Does Belief in God Necessitate That We Believe God has Total Control?  

The fanatic believes that by uttering the words Allahu Akbar and detonating a bomb it demonstrates that God is on his/her side. Conversely, if your enemy stops you from committing murder, they are infidels working against Allah. Have you ever watched football teams kneel down before an important play, beseeching God to determine the outcome? Have you seen how disappointed a Green Bay Packer fan can get when they realize that God now prefers the Chicago Bears? Are you not exasperated by a religious flippancy that arbitrarily introduces God into the mundane? Isn’t it astonishing that millions of American think like Ted Cruz and believe that God really cares who wins the elections? Yet, that is exactly what some very intelligent people want us to believe. Many may consider it heresy to even question this basic tenet. If so, I am guilty as charged.

Although I believe in God, I think it is highly irrational to believe that God intervenes regularly in my daily life. Of course being omnipotent and omniscient suggests that He may at times choose to intervene, but it behooves me to realize that I, and only I, should be held accountable for my wrongdoings. Did God cause me to write this article? Is he standing over my shoulder dictating each thought? If my spelling and grammar are wrong, should I be absolved from disparaging criticism?

One of the most challenging and difficult questions a rabbi is asked is – where was God during the Holocaust? If God controls the world, where is He in times of need? Greater minds than mine have tried to resolve this question, but ultimately no explanation will ever be satisfactory. Though I am humbled by the passion, dedication, and commitment of many survivors, nevertheless, I can’t find fault with those that chose to abandon religion and lost faith in God. If I was told that the Holocaust was the result of God’s wrath and that He was exacting vengeance for the sins of the generation, of course I would be disillusioned.

I find these ideologies humiliating to the six million holy souls, and demeaning to God Himself. I find the mere concept reprehensible and am distressed that this view is widely promoted by rabbis and scholars. Furthermore, their selective Godliness is indeed telling; while they have no problem positing a divine involvement in the Holocaust, they fail to acknowledge God’s presence in 1948 and 1967. When it comes to the formation of the State of Israel or the miraculous victory during the six-day war, God’s absence is palpable. Their political ideologies which are at odds with Zionism trumps their otherwise unstinting belief that God is in control. Is anyone really comfortable thinking that God was behind the murder of Ezra Schwartz and dozens of other innocents Israelis?
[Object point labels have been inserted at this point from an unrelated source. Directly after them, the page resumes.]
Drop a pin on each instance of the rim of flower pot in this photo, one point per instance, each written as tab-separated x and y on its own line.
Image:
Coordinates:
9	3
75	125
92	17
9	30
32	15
There are two verses in this week’s Torah portion that may shed light on the issue. When Joseph discloses who he is, he assures his brothers that he doesn’t hold them responsible. He states: And now don’t be grieved, nor angry that you sold me into slavery; for it was God who orchestrated it to preserve life. A few verses later he continues: And now, realize it was not you that sent me there, but God; and he has made into a viceroy for the House of Pharaoh and the people of Egypt.
Let us for a moment analyze who the brothers were. While the Torah is not beyond castigating them for wrongdoing and enumerating their numerous failures, they are still referred to as Shivtei Kah – or the 12 tribes of God (Not Israel). These brothers were all highly pious and dedicated to God. Yet, it took Joseph to get them to understand that it was not their actions that sent him into slavery, it was God who orchestrated his enslavement. The default position taken by the brothers, who religiously believed in God, was to accept responsibility and remove God from any complicity. They humbly apologized for their misdeeds and imagined wholeheartedly that they were at fault. It was Joseph who understood that his brothers were only a conduit and that everything that occurred was designed and choreographed by God. It was Joseph that gave credibility to the concept that God does at times intervene. At times, but not usually.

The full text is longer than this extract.